A democracia brasileira recente é marcada por uma participação intensificada da população nas tomadas de decisão dos rumos do país. As origens dos movimentos sociais são diversas, mas quando legitimadas se identificam. Acredito e defendo que não existe democracia sem a participação intensa da população. Infelizmente as instâncias oficiais que previam esta participação organizada foram esvaziadas.

Meu desejo é que o poder público – aqui entendido como poder da mobilização popular – estabelecido por associações de bairro, associações culturais, cooperativas, sindicatos, conselhos culturais orgânicos, dentre outras formas de organizações sociais, juridicamente estabelecidas, ou não –  esteja em constante articulação e alerta, para não delegar a total responsabilidade de iniciativas para os gestores públicos e parlamentares.  Para que isso aconteça penso ser necessário afirmar e fortalecer estas formas de organização.

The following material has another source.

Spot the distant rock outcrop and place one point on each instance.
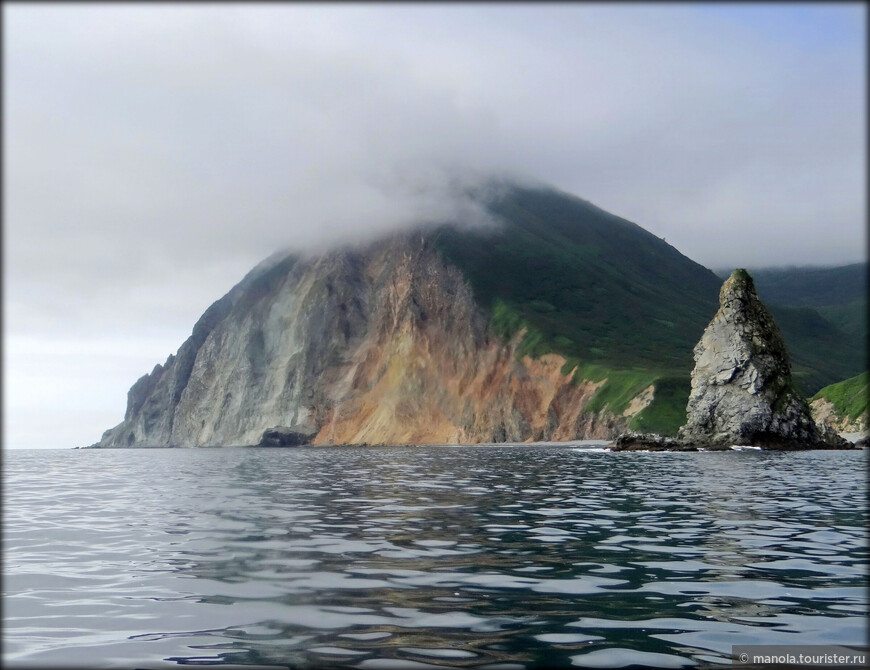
(379, 343)
(742, 390)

Por um lado, estamos vendo nas ruas (desafiando o contexto de isolamento social indicado para o momento) pessoas com a intenção de defender valores civilizatórios coletivos e que lidam com o indivíduo como sujeito social a partir de conceitos democráticos que, entre outros objetivos, têm o intuito eliminar as possibilidades de um novo período de ditadura no país. Do outro lado, ou em confronto, grupos de pessoas libertas de receios e de respeito estabelecido, manifestando-se em contrário de forma contundente e violenta a partir dos pensamentos e convicções estabelecidas por histórias mundiais nefastas advindas de gerações anteriores.

No âmbito da cultura, por exemplo, com o objetivo de desvirtuar conquistas construídas, vêm sendo nomeadas pessoas incapazes de administrar as estruturas públicas em âmbito federal. Estas pessoas têm o poder delegado para executar a missão expressa de desconstituir valores acordados e estabelecidos na Constituição e através de leis. A barbárie vai do desmonte do Ministério da Cultura à nomeação de um presidente da Fundação Cultural Palmares, negro e racista, completamente desrespeitoso com a história do povo negro no país.

Ao mesmo tempo, esta conjuntura propicia que oportunismos usem uma crise endêmica (uma pandemia que descortinou um estado de crise sanitária mundial) como justificativa para questões relacionadas às mazelas como a má distribuição de renda, desemprego, saúde, educação e uma estruturação institucional ultrapassada, seja deixada de lado neste momento de Brasil. Uma espécie de cortina de fumaça que dispersa e confunde o processo de politização do cidadão. Em meio a tudo isso, vemos o comandante máximo do poder executivo, eleito democraticamente pelo voto, espalhando sua visão de mundo deformada. Convocações são originadas (não se sabe de onde) promovendo ideias sobre a volta da ditadura, contando com o apoio e a presença deste presidente montado a cavalo em meio aos manifestantes.

  1. Pautas, ações e desdobramentos dos protestos

A partir dos últimos eventos, protestantes provocam as pessoas dizendo que é covardia não estar nas ruas neste momento. Mas os números de mortos pela Covid 19 no Brasil são altíssimos e estamos no pico pandêmico. Portanto, mesmo mantendo distância e usando máscaras não é recomendável promover aglomerações nas ruas seja pelo motivo que for. Não existe uma previsão segura para o fim deste estado de emergência com isolamento social.

As campanhas virtuais de mobilização têm um resultado diferente dos atos realizados corpo a corpo. Não sei dizer se é melhor nem pior. Buscando atualizar e ampliar as formas de interação, este novo momento incentiva uma onda de inclusão digital e propõe ações que exigem estratégias diferentes para atingir novos objetivos. Um dos mecanismos políticos usado na promoção de interatividade e censo, no passado recente, foi a realização de conferências presenciais sobre variados temas. Aconteceram em nível municipal, estadual e federal.

Nada inédito, mas poderia ser refeito para que o processo seja aprimorado e qualificado. Muitas são as pautas, visibilidade das periferias, as questões de segurança, transporte público, saúde pública, reorganização das condições dos contratos de trabalho, educação básica pública, cultura e todos os assuntos concernentes a este setor, gênero, raça, violência feminina, genocídio de jovens negros, democracia e práticas democráticas.